Si bien acepta como una buena intención el interés de la COP15 para proteger el 30% de la superficie terrestre y marina del planeta, se muestra escéptico respecto de los resultados tanto para México como para otras naciones latinoamericanas. “Desgraciadamente, muchos de los acuerdos y convenios no tienen dientes, no tienen recursos, no tienen un compromiso serio de los países para poder enfrentar eso”, comenta.
Y ejemplifica:
“México se puede comprometer a proteger el 30% de su territorio, pero, si no hay recursos e infraestructura, si no hay cuidado, es como buenos deseos nada más”.
“Ahorita, las reservas que tenemos en México y en todo el mundo son áreas protegidas que tienen muy pocos recursos y graves problemas. Aumentar más áreas por el hecho de decir que las tenemos es una muy buena intención, pero, si no va acompañada de recursos y de acciones muy específicas, no tiene el impacto que podría tener”, continúa.
Al investigador de la UNAM se le viene a la mente la Reserva de la Biosfera de Janos, ubicada en el norte de México, la cual abarca 526.000 hectáreas y fue creada hace 10 años, el 22 de noviembre de 2012.
“Janos tiene un empleado, el director solamente, y tiene a los menonitas destruyendo la reserva y tiene otras cosas… Es decir, qué bueno que exista la reserva que va a hacer que se mantengan ciertas partes de ese hábitat, pero, tal vez, en lugar de asumir un compromiso de proteger más, debemos de asumir el compromiso de proteger bien lo que tenemos y, lo que no esté protegido, buscar incentivos para que se mantenga. Es decir, hay otras maneras de proteger —como pago de servicios ambientales y otros incentivos— que ayudarían a mantener estas áreas (que están fuera de un esquema de conservación)”.

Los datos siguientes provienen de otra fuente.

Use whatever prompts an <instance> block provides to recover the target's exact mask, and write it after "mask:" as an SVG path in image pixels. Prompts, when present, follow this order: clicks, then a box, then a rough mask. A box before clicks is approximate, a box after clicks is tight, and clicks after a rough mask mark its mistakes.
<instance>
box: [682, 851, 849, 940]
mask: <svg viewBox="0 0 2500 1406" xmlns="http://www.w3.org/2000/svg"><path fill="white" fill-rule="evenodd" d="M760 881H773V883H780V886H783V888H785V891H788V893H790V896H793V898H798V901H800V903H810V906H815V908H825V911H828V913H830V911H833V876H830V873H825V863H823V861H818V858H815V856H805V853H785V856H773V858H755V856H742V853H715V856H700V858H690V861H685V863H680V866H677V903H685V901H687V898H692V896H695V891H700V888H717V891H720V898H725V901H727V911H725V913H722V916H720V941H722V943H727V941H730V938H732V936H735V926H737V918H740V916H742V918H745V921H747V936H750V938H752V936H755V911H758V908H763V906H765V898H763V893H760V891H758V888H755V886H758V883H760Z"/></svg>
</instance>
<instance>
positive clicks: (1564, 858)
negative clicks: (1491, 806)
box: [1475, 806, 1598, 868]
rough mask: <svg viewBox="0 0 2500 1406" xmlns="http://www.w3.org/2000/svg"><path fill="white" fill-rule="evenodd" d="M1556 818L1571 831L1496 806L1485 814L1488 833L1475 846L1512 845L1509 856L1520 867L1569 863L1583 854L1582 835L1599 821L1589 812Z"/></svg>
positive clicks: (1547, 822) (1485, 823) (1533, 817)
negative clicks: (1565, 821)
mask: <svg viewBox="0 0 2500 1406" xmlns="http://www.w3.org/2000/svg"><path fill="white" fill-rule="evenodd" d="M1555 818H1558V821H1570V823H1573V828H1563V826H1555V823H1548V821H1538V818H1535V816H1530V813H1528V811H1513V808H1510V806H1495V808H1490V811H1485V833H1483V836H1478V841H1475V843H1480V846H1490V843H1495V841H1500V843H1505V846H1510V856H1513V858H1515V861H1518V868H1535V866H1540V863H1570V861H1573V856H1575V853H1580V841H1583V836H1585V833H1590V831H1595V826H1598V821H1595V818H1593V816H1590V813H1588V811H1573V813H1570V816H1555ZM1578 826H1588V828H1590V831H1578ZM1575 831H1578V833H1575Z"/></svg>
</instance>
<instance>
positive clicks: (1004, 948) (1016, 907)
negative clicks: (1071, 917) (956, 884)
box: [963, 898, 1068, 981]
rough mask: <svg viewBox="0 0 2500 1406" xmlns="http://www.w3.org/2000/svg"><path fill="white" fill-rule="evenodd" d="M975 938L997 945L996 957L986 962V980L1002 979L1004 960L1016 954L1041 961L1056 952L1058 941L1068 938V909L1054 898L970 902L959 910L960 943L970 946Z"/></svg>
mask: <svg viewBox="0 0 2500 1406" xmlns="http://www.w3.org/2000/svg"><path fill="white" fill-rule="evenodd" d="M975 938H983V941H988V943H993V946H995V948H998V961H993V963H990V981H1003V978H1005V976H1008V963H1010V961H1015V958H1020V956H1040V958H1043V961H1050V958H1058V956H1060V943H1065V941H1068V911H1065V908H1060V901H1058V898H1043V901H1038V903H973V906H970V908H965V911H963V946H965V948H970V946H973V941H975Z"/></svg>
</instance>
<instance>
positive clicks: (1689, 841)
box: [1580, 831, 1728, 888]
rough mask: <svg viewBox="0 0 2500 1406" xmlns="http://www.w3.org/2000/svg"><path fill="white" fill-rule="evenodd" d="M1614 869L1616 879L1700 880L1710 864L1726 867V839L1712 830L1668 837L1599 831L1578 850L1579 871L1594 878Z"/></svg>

Gerardo Jorge Ceballos González, UNAM.
Nuevos modelos
En este contexto, también hay quienes piensan que las metas de conservación pueden transitar por caminos que no estén acotados a esquemas basados en declaratorias de protección, sino a esquemas acordes a potenciar identidades locales que detonen una protección efectiva de zonas de interés para la conservación, apoyadas con insumos gubernamentales o privados.
Esto es, revertir el paradigma, centrando la conservación en el apoyo a las comunidades en formas de vida sustentable en las que las declaratorias de conservación pueden o no estar presentes, lo que conlleva a no depender directamente de una gestión gubernamental que, muchas veces, ha fracasado en México y otras partes del mundo.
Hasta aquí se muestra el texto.